After a long day clearing up garbage from the icy Antarctic landscape, Carol Devine says there was nothing better than coming home to chocolate chip cookies.

In 1996, Devine partnered with the Russian Antarctic Expedition to bring a team of volunteers to help pick up garbage on the continent. Wendy Trusler joined the team as the cook, preparing meals—and cookies—in a tiny kitchen on the Russian base.

Now, the two women have written a book about their experience. "The Antarctic Book of Cooking and Cleaning" is filled with Antarctic-inspired recipes, photos of the icy landscape, and tales of the 1996 expedition.

Devine said she had dreamed of going to Antarctica long before the trip became reality.

"I wanted to go to the Antarctic, and I wanted to go with a purpose," she said on CTV’s Canada AM on Wednesday.

She searched for an opportunity to travel to the continent and found one with the Russian Antarctic Expedition team. Decades of garbage had accumulated on the continent, and because of the cold temperatures, the litter was freezing, rather than melting and disintegrating into the earth.
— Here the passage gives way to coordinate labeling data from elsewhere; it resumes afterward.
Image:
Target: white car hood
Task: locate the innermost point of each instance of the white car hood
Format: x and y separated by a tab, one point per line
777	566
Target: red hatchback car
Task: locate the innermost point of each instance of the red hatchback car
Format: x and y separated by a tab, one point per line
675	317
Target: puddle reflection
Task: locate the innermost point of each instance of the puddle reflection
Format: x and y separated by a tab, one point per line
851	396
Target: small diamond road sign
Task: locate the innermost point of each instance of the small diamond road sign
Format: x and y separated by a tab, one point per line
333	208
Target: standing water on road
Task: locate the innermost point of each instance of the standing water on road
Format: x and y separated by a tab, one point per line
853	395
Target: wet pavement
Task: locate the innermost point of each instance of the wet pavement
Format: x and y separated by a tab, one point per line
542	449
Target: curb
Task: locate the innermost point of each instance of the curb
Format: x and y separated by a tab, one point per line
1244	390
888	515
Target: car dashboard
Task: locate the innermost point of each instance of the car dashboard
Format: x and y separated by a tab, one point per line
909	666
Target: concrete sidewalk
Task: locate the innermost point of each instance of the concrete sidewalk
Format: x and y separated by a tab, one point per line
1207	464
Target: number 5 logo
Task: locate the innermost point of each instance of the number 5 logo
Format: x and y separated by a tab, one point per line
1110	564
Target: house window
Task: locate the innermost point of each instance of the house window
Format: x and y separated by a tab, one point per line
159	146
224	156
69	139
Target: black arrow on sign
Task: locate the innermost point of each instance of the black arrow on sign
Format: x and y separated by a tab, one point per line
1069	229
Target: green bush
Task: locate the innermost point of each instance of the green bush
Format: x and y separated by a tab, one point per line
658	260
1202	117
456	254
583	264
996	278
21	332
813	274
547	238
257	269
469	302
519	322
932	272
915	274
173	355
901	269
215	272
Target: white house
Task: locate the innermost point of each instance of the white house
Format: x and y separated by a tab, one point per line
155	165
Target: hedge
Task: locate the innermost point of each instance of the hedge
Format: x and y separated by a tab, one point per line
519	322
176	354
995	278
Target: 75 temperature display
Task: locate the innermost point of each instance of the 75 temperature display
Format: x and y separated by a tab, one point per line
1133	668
The Russians invited Devine to bring a crew to help clean up the trash.

They only had one condition, Devine said: she had to bring her own cook.

And so Devine and Trusler set out for a continent few travellers have ever visited, unsure what to expect from the experience.

"It was really a leap of faith on our part," Devine said.

Once they arrived at the Russian research station, the women faced a number of challenges: labour intensive clean-up work, a cramped kitchen, and trying to order shipments of food from Argentina.

"The biggest problem was provisioning," Trusler said. "I ordered all my food by fax from Toronto in Spanish."

Once, a shipment of food didn’t arrive and Trusler had to contact Moscow to sort out the delivery.

But even though finding and preparing meals could get complicated, food acted as a unifier for the volunteers, Trusler said.

"One of the recipes I made is called cazuela, and it’s a Chilean recipe and I served it to the Chileans and the Uruguayans," she said. "We didn’t really share a common language, but everyone wanted to talk about how someone (they knew) made it at home. And so that became the common language."

Trusler said her favourite recipe in the book is for the Uruguayan stuffed chicken while Devine’s favourite is the chocolate chip cookies. And, Devine said, everybody always loved and requested Trusler’s honey oatmeal bread.

"People over their satellite radios would be like 'Wendy’s bread!' and some of the Chilean wives of the station got a bit upset because all these people, especially the men, were talking about Wendy’s bread!" Devine remembers.

Since the 1996 expedition, both women have continued to work, travel, and live by the slogan on their website: "Whenever adventure beckons, an open mind and a full stomach are necessities."

Devine has worked for Medicins Sans Frontieres, run human rights courses, published writing, and given speeches around the world, and Trusler now works as an artist, designer, and food stylist.